U.S. auto sales remain a bright spot in a global car market encountering turbulence in important countries such as China.
It's a complete reversal from six years ago, when U.S. vehicle sales plunged during the recession and China easily surpassed the U.S. as the world's largest car market. China remains No. 1, but sales there are slowing as the economy cools and cities impose car ownership limits to curb smog and congestion. That leaves automakers relying heavily on the U.S. and Western Europe, where a recovery in car sales is finally underway.
Sales figures for August released Tuesday by Sweden's Volvo Cars tell the story: Volvo U.S. vehicle sales jumped 18.3 percent as the new XC90 SUV went on sale, and they rose 6.5 percent in Europe. But its sales in China plunged 10 percent. One of every five vehicles Volvo sells globally is sold in China.
All major automakers were releasing U.S. sales figures Tuesday, and early reports were mixed. Analysts expect sales of new cars and trucks to decline slightly from last August, but primarily because of a calendar quirk. Labor Day is typically a big sales weekend as dealers hold model year-end clearance sales. Last year, Labor Day weekend was counted as part of August sales. With Labor Day this year on Sept. 7, those sales will be part of September results.
Global figures for August will be released later this month.

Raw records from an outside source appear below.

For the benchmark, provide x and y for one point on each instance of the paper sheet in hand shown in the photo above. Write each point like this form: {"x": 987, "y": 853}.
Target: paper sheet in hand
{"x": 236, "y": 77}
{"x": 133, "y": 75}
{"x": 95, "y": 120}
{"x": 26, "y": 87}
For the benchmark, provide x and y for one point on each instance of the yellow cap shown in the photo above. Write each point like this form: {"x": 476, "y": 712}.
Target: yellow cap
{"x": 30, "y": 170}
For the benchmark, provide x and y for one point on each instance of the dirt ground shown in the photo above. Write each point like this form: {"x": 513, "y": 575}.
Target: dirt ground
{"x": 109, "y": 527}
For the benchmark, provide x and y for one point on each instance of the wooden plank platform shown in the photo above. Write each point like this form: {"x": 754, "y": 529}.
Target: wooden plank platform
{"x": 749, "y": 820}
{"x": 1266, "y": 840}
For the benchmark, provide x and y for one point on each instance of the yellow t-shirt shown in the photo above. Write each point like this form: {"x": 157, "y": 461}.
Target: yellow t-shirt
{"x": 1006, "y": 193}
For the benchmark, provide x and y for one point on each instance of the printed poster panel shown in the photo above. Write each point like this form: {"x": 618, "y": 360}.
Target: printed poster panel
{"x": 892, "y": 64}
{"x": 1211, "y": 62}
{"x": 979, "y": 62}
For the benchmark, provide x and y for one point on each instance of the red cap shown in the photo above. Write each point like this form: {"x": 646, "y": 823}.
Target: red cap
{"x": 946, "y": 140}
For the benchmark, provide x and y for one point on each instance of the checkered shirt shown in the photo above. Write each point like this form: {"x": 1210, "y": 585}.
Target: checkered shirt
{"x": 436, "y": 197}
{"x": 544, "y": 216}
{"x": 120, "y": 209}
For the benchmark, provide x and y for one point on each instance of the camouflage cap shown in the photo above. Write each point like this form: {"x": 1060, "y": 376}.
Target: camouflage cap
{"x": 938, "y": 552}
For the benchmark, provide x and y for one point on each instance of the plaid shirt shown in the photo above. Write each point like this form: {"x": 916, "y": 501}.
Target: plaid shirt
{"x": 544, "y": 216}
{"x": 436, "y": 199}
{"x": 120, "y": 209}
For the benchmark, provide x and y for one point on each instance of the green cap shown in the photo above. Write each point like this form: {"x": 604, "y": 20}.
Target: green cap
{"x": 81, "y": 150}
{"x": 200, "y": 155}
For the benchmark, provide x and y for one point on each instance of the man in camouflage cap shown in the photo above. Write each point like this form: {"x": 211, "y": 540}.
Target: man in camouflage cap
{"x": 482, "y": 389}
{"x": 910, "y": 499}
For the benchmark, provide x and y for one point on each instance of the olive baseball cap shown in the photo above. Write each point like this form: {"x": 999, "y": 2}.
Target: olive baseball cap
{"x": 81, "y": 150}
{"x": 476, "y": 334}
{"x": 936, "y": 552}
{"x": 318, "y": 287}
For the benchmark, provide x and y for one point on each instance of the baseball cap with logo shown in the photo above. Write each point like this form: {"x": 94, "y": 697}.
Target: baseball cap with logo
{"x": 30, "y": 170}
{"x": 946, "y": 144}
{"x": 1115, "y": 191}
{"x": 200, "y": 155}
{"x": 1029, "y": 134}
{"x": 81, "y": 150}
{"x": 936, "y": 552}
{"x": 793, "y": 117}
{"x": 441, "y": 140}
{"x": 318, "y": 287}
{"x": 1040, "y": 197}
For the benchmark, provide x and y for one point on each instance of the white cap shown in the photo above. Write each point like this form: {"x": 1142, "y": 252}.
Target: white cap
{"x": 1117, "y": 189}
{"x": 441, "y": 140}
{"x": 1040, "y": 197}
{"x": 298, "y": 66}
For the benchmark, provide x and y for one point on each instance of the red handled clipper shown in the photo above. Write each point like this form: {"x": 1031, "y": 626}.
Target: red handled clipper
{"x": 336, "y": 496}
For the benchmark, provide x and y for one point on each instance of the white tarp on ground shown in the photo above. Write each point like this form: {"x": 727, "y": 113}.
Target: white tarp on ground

U.S. sales remain on pace to top 17 million this year for the first time since 2001. Low interest rates, low gas prices, high consumer confidence and enticing new small SUVs like the Jeep Renegade and Honda HR-V are drawing buyers to dealerships despite some angst in the stock market caused by fears of the economic slowdown in China.
For August, Ford reported a 5-percent gain as sales of its new F-150 gained steam, and Fiat Chrysler's sales rose 2 percent thanks to strong demand for Jeep SUVs. General Motors said its U.S. sales were flat last month, as it saw strong demand for the Chevrolet Silverado but Cadillac sales declined.
Toyota's U.S. sales fell 9 percent, hurt by its car-heavy lineup in a market where buyers want SUVs. Volkswagen's sales dropped 8 percent.
Sales in Western Europe are showing life after years in the doldrums. Through July, sales there gained 7 percent, according to LMC Automotive, a data firm. But sales in Eastern Europe tumbled 11 percent because of the deteriorating economy in Russia.
Now the biggest concern for automakers is China, where new vehicle sales fell by unexpectedly wide margins of 3.3 percent in June and 6.6 percent in July. August sales figures should reflect Chinese consumers' reaction to a further 12.5 percent drop in the Shanghai Composite Index.
Chinese sales growth peaked at 45 percent in 2009, the same year U.S. sales hit a 30-year low of 10.4 million vehicles. But growth has steadily declined since then. Forecasters who expected sales growth in China of up to 8 percent this year have recently slashed that to as low as 1.7 percent.
Slumping sales are likely to force German automakers, which are unusually dependent on sales to China, to issue profit warnings, said Bernstein analyst Max Warburton in an Aug. 27 report.
If the sales slowdown in China continues, U.S. buyers could eventually see more vehicles imported from China, as automakers try to maximize production at the plants they have built there. Automakers could also shift vehicles planned for China to the U.S., but that could be a challenge because vehicles popular there — like big sedans — aren't popular here.
"We're in a wait and see mode for China right now," said Akshay Anand, a market analyst with Kelley Blue Book.